= Solomon ben Elijah Sharbit =

Jewish astronomer, poet, and grammarian

Solomon ben Elijah Sharbit Ha-Zahab was a Jewish astronomer, poet, and grammarian; he lived at Salonica and later at Ephesus, in the second half of the fourteenth century.

Moritz Steinschneider supposes that the name "Sharbiṭ ha-Zahab" is the Hebrew equivalent of the Greek name "Chrysakokka," borne by the translator of the Persian "Astronomical Tables," which Solomon rendered into Hebrew, perhaps under the title "Mahalak ha-Kokabim" (Paris, Bibliothèque Nationale, MS. No. 1042; Vatican MS. No.393). Another of Solomon's translations from the Greek, still extant in manuscript in various libraries, is the treatise of Ptolemy on the astrolabe.

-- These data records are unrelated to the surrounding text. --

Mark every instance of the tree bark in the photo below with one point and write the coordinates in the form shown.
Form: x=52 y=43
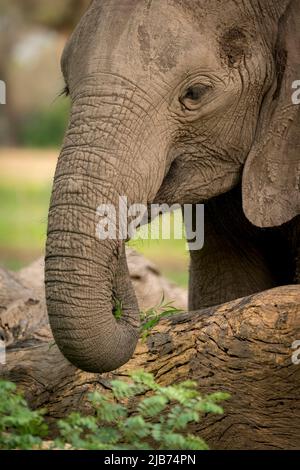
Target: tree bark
x=243 y=347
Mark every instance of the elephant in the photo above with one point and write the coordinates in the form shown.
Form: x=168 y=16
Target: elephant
x=175 y=101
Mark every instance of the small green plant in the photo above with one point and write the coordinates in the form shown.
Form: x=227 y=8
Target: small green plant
x=20 y=428
x=151 y=317
x=159 y=420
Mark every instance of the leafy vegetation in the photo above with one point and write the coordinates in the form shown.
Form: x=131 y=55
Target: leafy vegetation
x=152 y=316
x=138 y=414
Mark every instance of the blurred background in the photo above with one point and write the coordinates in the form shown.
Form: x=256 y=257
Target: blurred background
x=32 y=124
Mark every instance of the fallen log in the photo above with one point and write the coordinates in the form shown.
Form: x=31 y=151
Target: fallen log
x=243 y=347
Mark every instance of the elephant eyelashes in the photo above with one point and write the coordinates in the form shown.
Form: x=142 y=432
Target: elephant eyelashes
x=193 y=96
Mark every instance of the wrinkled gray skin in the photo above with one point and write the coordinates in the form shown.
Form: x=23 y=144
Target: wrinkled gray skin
x=174 y=102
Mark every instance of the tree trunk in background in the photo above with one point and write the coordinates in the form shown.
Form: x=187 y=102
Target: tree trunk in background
x=243 y=347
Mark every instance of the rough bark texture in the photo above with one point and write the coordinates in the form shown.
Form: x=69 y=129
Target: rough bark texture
x=243 y=347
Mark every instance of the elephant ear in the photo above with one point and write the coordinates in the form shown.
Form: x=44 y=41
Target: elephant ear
x=271 y=178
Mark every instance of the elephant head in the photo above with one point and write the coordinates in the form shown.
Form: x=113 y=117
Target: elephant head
x=172 y=102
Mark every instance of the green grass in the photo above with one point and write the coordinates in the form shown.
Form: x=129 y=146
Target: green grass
x=23 y=223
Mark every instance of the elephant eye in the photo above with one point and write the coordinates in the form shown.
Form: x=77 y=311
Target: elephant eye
x=193 y=95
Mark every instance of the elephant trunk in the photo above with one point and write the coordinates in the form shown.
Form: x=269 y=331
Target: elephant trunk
x=91 y=304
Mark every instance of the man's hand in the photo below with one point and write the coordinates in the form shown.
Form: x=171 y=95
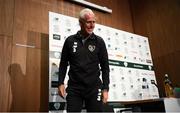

In addition to these translations, Solomon wrote "Ḥesheḳ Shelomoh," a grammatical treatise (Bibliothèque Nationale MS. No. 1042); a commentary written at the request of some prominent Jews of Ephesus on the "Sefer ha-Shem" of ibn Ezra; and a great number of liturgical poems, some of which are found in the Roman Maḥzor. Several of Solomon's poems (among which one on the alphabet, entitled "Otiyyot ha-Ḳodesh Meribot Zu 'im Zu," is a masterpiece of elegance) have been published by David Kohen ("Aḥiasaf,"1893).

Solomon wrote also a commentary on the Pentateuch, in which he vehemently attacked Karaite Biblical interpretations. Against these attacks was directed the "Iggeret ha-Ẓom" of Elijah Bashyaẓi.